# Testing

> Run simulation tests against your AI Agent — build datasets of user messages, define evaluation criteria, and score responses across runs to catch regressions before they ship.

The **Testing** tab lets you run **simulations** against your AI Agent: a curated set of messages is sent through the Agent end-to-end, every response is graded against criteria you define, and the results are scored so you can compare runs over time.

Use it to:

- Catch regressions after editing the Knowledge Base, Identity, or Actions.
- Stress-test the Agent on tricky edge cases (out-of-scope requests, prompt-injection attempts, hostile users, ambiguous questions).
- Compare different versions of your prompt or Knowledge Base before deciding what to ship.

You'll find it under **Conversations → Testing** in the left sidebar.

## How it works

A test has three pieces:

1. A **Dataset** — a list of user messages you want to simulate.
2. **Evaluation criteria** — short, plain-language rules an AI judge uses to grade each response (e.g., _"Includes a relevant link from the Knowledge Base"_, _"Refuses politely when out of scope"_).
3. A **Run** — one execution of the dataset against the current Agent.

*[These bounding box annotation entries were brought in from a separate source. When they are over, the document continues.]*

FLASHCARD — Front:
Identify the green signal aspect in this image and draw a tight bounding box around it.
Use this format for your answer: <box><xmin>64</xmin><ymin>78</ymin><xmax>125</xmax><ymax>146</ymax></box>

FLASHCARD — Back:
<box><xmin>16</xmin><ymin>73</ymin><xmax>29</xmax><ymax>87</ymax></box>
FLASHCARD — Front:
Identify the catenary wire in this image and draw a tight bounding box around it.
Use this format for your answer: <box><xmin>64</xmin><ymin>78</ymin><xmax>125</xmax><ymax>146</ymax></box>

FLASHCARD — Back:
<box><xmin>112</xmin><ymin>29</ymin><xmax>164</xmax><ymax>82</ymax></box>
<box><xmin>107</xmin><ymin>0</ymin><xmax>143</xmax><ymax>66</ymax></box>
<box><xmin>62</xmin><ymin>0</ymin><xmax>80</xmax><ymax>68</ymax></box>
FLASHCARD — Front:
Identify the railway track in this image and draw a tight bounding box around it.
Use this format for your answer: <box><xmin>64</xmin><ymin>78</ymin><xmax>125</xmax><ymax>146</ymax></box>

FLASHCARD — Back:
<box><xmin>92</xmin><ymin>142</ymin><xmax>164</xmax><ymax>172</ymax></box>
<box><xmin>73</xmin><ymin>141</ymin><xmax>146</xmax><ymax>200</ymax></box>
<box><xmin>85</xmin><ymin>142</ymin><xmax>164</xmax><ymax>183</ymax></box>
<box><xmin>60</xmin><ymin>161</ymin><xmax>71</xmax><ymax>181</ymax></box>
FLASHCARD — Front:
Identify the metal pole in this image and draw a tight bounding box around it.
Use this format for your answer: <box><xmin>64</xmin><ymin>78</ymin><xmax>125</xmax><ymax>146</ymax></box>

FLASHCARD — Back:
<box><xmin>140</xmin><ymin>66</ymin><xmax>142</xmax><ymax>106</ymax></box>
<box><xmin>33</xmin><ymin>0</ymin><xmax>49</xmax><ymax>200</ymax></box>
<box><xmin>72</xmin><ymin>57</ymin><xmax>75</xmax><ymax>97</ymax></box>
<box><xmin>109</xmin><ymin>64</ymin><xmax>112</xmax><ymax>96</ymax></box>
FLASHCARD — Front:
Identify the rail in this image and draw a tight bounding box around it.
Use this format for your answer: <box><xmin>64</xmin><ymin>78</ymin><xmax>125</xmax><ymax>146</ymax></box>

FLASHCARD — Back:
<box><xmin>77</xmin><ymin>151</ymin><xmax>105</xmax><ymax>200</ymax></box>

Each run produces an AI Score (0–5, graded by the AI judge against your criteria) and your own thumbs-up/thumbs-down score.

## Create a dataset

1. Open **Conversations → Testing**.
2. Click **+ Create Dataset**.
3. Give the dataset a **name** (e.g., _"Common support questions"_, _"Edge cases"_, _"Pre-release regression set"_).
4. Add messages using one of three methods:

   - **Paste messages** — paste a newline-separated list of user messages directly. Each line becomes one simulated turn.
   - **From recent conversations** — pick messages from real conversations in your Inbox. Good for building a dataset that reflects your actual traffic.
   - **Upload CSV** — bulk-import a CSV of messages.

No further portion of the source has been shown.